"""I never opened myself this way
Life is ours, we live it our way
All these words I don't just say
And nothing else matters"""...Metallica
I was walking today, and this song came on my playlist, and I never had really listened to it as intently as I did today.
When I walk, the music I hear plays a big role in my mood for the day, somedays, and lately it seems to be more dark, brooding, intense focusing music.
To dig down deep into my psyche and soul and search for what it is I need to release.
But today this song came on, and all the thoughts running thru my head, about life, about bad feelings, whatever it was....drifted up and out of me and away, floated up into the atmosphere, and I really heard this song.

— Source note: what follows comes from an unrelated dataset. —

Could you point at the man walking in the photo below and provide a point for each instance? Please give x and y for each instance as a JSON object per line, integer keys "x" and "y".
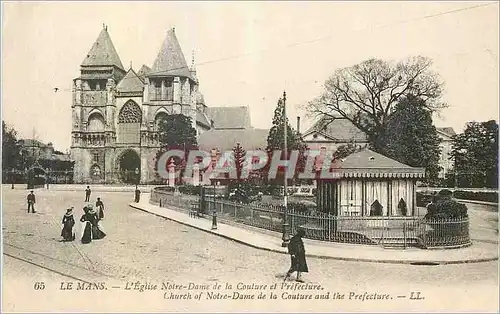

The reason I was walking, the reason I always walk, the reason I have walked every day and the reason I eat healthy now and try to keep my mind focused on this Spark Life, is FOR ME, AND NOTHING ELSE MATTERS.
I am doing this, healthy living, changes, to prolong my life, to be healthy, to lose weight, to try to live a better life than I did for the first 44 years of my life.
The future, and nothing else matters.
I am not doing it for anyone, although, I do want to be around for my son, and maybe when he ever gets married and has kids, for that family too.
I want to be able to grow old, and do it a little more healthy than I might have before.
And nothing else matters.
People who come and go from our lives, the ones who go, let them if they must.
Dont try to hold them.
They have their reasons for needing to go.
The jobs we lose, the friends who move on, the relationships that mold us, for good or for bad.
The memories, both good and bad, the ones we long to dream about and the ones we dread to even think about.
They will be with us thru time, if our minds stay sharpe. Nothing we can do about that.
Learn from the mistake and choose your battles.
Today, I decided, that I am the most important thing, my weight loss, my health, my good feelings and thoughts and the people I love, who also love me.
And nothing else matters.
Today, I was just really thinking about my son and the words they use in NA, JUST FOR TODAY.
Because I have been so focused on next Wed and my docs appt and hoping the scale will be where I want it to be.
But after hearing that song and deciding, right now, this walk, this hour, on the walking track, burning calories and soaking up the sun and listening to music and thinking and letting go of bad feelings and holding on to the good ones....that moment, was all that mattered.
I will get thru this day and I will have it made.
Then tomorrow, I will do it all over again.